The company, Webaroo, planned to announce yesterday that Acer, the Taiwan-based leading maker of personal computers, will begin selling laptops furnished with 40 gigabytes of data, representing a snapshot of the Web.
While the full Internet is a million gigabytes or larger, Webaroo's founders contend that they have created a way to provide offline Web searchers with a useful subset of the Internet's vast storehouse of data and knowledge.
"People are addicted to search," said Brad Husick, Webaroo's president and one of its founders, and "there are lots of times when Internet access is inconvenient."
Underlying the Webaroo system is a software technology that is optimized for what the company refers to as "content density." This means that Webaroo has captured and compressed information that will give searchers a reasonable sample of the information that might otherwise yield thousands or millions of answers in a Google or Yahoo search.
The company, which has offices in Seattle and Santa Clara, California, as well as in New Delhi and Mumbai, India, says it scans the Internet and analyze Web pages in terms of quality, coverage and size.
The Webaroo designers note that most Web searchers never make it farther than the first page or two of results from a query.

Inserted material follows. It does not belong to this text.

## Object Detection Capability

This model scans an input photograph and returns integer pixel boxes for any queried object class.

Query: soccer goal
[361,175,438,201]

"There is a lot of junk and a lot of redundancy on the Web," said Rakesh Mathur, the chief executive and a founder of Webaroo. Even so, the company said, its system would strive to deliver sites intact, including their ads, to avoid the frustration of dead ends.
In addition to offering subsets of relatively permanent Internet information, the system will update itself when the laptop is connected to the Internet, so that the user can use Webaroo to capture recent information from a Web site that changes frequently, like a news site, for later viewing offline.
The company said it was not concerned that Web sites might see the service as extracting their content without delivering measurable traffic. Web pages delivered to the database when a user updates it will register on a site's servers as viewed even if the pages are actually read offline later, if ever.
The service will also offer slices of Web information on special subjects, like news, sports or about such major cities as New York, London and Mumbai. Webaroo refers to these as Web packs and plans to offer them as free downloadable content.
Like many Internet startup companies, Webaroo hopes to sell advertising. The idea is that the company will make it possible for advertisers to reach customers on their laptops and eventually on other mobile devices when they are not connected to the Internet.